I have been pondering, reading and listening to Sunday School lessons lately on the proper marriage relationship. I am without a doubt married to a Mr. Command and so he takes the submission a little more personally than some husbands. Once my husband says something, it IS set in stone. At least in his mind. And, to be honest, I have been struggling to just let things be. I always have a better idea, or *I think* there was something he didn’t consider (most of the time he actually DOES consider everything, he just has a different value system :).
I was the oldest of 7 children and I am used to carrying the burden of leadership. That being said, I do not even realize that I am not being submissive until after the conversation is over. I mean well, and I am just searching out a matter. These unnecessary conversations are about issues I really believe are important…at the time. Afterward when I am realizing that I have hurt his feelings (made him defensive), who really cares what we eat for dinner, when we eat dinner, if he showed up on time (that is another post :), and which way we took to wherever, whether the children were inconvenienced, what plans we make, what state he schedules meetings in, and the list goes on!
I was driving yesterday afternoon and I was praying, “Lord, I fail you almost every time I have a chance to be submissive!” and I was asking Him what to do. After several weeks of trying, I was getting frustrated. And my mind went through a series of thoughts and the conclusion is that everything I do is between me and the Lord. Yes, issues are between me and a third party, but at the end of it all, it is just me and Jesus. Jesus is the Head of the Church and He has placed my husband as the head of my household.
Treat my husband as I would treat Jesus.
It is that simple. Since my husband is just a man there will be times when a situation IS important, and my husband IS going to make mistakes. If he begins to trust me to have respect for him and his decisions, he will be confident to come to me when he is not sure. On the same token, if I allow him to make all these daily decisions without my help he will begin to understand my value system and the results of his decisions. This is a good thing! It means I can relax, do my part of our ministry in peace and take care of my children patiently.
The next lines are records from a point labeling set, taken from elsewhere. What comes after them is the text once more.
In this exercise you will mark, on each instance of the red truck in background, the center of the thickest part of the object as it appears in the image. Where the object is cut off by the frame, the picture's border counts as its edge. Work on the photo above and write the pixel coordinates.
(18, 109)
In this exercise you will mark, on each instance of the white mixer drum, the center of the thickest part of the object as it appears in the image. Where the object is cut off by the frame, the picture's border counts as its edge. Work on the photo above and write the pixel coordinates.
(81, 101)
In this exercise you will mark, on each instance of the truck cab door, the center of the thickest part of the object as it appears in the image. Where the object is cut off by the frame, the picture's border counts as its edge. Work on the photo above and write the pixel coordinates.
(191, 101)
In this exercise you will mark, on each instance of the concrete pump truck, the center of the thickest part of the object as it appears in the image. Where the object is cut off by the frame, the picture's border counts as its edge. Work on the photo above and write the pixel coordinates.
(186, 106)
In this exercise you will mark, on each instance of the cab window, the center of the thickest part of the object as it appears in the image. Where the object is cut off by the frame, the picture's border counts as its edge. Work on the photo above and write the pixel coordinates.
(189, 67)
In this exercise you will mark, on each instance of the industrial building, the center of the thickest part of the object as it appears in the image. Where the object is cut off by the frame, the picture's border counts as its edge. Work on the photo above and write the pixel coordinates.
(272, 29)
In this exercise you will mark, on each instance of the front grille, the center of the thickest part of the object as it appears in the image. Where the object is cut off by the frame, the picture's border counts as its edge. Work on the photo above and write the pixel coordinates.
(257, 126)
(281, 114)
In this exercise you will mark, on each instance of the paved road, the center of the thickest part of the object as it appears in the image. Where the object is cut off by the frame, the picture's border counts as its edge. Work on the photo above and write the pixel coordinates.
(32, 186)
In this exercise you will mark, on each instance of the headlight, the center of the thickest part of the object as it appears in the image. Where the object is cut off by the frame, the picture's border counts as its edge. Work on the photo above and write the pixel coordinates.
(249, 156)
When my husband says that he is going to do something, I say, “Okay.” When he suggests having leftovers for dinner, does it really matter that I already defrosted the chicken? No, we can have it tomorrow. He doesn’t even have to know that I changed my plans! When he says something, I need to first consider how I would answer if it were Jesus speaking. After all, when I am serving my husband, I am serving Jesus.
Yes, there will be times when I absolutely need to offer my two cents, times when what he decides is absolutely impossible. But honestly, unless something is impossible, I should allow him to lead and enjoy the peace that will follow in our relationship and the transformation in his leadership abilities. The more I allow him to lead (lets be honest here:), the more qualified he will be to do so.